Gewarnt wird dort vor „Überschwemmungen für bebaute Gebiete“. Auch in vielen anderen Regionen vor allem im Norden und Westen Bayerns gelten Warnungen vor „Ausuferungen und Überschwemmungen“.

Auch in Neustadt an der Aisch ist der Pegel der Zenn rasant angestiegen. Bei Stöckach stieg sie innerhalb weniger Stunden um rund 2,50 Meter auf ein Allzeit-Pegelhoch an.

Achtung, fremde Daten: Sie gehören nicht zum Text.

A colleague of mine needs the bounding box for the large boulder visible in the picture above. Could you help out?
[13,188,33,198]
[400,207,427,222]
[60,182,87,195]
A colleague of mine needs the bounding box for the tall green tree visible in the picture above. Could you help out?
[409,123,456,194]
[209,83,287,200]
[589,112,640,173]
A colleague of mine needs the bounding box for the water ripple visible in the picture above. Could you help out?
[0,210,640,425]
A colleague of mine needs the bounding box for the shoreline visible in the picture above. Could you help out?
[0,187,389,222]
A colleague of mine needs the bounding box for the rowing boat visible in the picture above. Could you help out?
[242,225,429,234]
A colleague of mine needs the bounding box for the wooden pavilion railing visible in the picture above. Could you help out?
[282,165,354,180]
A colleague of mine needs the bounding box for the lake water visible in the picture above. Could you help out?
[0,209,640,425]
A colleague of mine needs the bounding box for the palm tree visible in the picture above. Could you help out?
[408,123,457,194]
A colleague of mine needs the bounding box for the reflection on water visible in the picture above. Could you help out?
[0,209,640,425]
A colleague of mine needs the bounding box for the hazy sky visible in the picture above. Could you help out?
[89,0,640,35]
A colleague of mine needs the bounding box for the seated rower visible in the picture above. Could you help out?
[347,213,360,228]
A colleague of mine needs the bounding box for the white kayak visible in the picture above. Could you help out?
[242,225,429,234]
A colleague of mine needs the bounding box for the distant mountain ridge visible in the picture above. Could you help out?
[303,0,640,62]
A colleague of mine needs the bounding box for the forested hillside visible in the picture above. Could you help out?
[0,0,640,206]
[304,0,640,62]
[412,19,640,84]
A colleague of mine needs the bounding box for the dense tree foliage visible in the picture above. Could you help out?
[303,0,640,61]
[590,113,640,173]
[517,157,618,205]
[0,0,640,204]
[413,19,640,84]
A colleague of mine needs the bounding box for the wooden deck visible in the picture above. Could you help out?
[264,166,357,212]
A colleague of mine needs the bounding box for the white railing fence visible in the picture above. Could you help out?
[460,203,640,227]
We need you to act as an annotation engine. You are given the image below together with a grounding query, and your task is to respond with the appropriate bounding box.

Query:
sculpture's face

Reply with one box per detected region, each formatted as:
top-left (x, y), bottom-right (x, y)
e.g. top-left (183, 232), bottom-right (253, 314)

Auch Sulzach oder Altmühl verzeichneten teils meterhohe Anstiege.

09.06.2021

Überschwemmungen und Bombenfund: Stadt Ansbach ruft Katastrophenfall aus

370 Kräfte der Polizei, der Feuerwehr, des BRK, des THW und der Führungsgruppe Katastrophenschutz der Stadt Ansbach sind allein im Zusammenhang mit der Entschärfung der Bombe im Einsatz. Durch den Ausruf des Katastrophenfalls ist es Oberbürgermeister Thomas Deffner nun möglich, weitere Einsatzkräfte anzufordern.

Zudem ist es ihm erlaubt, Personen das Betreten des Katastrophengebiets zu verbieten und das Gebiet zu sperren oder zu räumen. „Ferner kann zur Katastrophenabwehr von jeder Person die Erbringung von Dienst-, Sach- und Werkleistungen verlangt sowie die Inanspruchnahme von Sachen angeordnet werden“, heißt es in einer Meldung der Stadt.